Takie jeszcze dodatkowe spostrzeżenia co do użytkowania R6mk2 względem R:
- każdy czepiał się przeniesienia włącznika aparatu na prawo - szczerze mówiąc jest mi to mega obojętne, czy jest po lewej, czy po prawej. Myślałem, że będzie mi to przeszkadzać, ale tak nie jest. "Nowy" odruch względem Rki nauczony z lekkością,
- przeglądanie zdjęć jest lekko drażniące, tj żeby oglądać po kolei, to kręcimy pokrętłem za pomocą kciuka.
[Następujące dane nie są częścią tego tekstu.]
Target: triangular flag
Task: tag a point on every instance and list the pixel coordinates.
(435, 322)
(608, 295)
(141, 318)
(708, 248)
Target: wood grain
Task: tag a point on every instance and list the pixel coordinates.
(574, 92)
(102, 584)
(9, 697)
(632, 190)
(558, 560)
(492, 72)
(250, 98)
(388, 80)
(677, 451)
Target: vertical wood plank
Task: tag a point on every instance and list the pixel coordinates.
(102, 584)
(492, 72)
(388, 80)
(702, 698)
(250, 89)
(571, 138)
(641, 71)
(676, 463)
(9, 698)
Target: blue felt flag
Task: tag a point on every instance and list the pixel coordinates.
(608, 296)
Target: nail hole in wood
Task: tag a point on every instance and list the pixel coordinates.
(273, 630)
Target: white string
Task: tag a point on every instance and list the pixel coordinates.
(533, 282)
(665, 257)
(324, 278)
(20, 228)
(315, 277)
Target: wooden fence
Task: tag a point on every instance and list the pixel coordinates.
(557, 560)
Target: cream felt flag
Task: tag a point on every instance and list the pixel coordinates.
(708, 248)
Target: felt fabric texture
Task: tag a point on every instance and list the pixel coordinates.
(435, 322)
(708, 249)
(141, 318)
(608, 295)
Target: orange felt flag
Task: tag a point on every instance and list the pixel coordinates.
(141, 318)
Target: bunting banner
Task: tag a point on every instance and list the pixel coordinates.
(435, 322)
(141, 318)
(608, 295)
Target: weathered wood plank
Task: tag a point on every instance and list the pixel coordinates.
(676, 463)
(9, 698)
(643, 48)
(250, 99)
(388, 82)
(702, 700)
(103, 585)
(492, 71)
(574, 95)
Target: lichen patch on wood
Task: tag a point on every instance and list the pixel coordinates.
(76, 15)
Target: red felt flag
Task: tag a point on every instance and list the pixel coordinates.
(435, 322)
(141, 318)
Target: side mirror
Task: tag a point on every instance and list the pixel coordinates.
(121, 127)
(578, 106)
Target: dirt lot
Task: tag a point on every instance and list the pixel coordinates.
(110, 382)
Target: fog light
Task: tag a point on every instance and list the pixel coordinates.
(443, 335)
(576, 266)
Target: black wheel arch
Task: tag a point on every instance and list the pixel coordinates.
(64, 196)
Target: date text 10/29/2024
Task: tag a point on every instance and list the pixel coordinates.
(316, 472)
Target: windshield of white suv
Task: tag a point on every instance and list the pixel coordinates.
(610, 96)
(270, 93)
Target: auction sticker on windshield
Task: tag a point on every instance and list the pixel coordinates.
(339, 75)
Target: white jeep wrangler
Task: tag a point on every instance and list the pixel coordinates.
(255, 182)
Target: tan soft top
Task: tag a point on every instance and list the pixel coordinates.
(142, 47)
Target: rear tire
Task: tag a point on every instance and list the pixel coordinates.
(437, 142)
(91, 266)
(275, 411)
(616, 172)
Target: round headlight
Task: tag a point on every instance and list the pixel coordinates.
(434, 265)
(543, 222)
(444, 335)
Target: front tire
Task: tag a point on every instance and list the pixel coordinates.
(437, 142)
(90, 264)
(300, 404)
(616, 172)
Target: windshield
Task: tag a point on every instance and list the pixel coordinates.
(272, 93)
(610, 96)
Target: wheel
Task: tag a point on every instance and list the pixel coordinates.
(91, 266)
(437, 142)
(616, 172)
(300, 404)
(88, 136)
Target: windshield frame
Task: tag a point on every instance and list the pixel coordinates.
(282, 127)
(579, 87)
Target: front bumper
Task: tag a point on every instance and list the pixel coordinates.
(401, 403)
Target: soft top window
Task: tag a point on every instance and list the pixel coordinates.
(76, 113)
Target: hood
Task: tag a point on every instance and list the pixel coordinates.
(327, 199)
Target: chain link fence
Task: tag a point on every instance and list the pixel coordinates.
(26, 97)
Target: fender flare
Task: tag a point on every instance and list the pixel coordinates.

I teraz - przeglądając zdjęcia powoli nie przeszkadza to zupełnie, natomiast jeżeli robimy serię zdjęć i chcemy przejrzeć z grubsza "jak to siadło" w miarę szybko to kręcenie pokrętłem jest gorszym rozwiązaniem niż po prostu trzymanie przycisku, jak było w R. Szkoda, że ów pokrętło w R6mk2 nie jest pokrętłem oraz przyciskiem kierunkowym zarazem (lewo, prawo, góra, dół). Nie pamiętam, czy tak nie było w 6d??
- jedyne czego brakuje mi górnym wyświetlaczu, jaki miała Rka to wyświetlanie stanu baterii. Np po tygodniu czasu biorę aparat, bo szykuję się na drugi dzień na wyjazd. Włączam go, patrzę na górny wyświetlacz i mam szybką informację. W R6mk2 muszę odchylić ekran i tam w gąszczu ikonek znaleźć malutką informację z stanem baterii. Natomiast w bitwie wyboru menu pokrętło vs ekranik nie mam zwycięzcy. I tak i tak jest ok. Może ciut bardziej na plusik dla pokrętła, bo w R trzeba było najpierw przycisnąć przycisk "mode" aby później pokrętłem wybrać tryb jaki nas interesuje.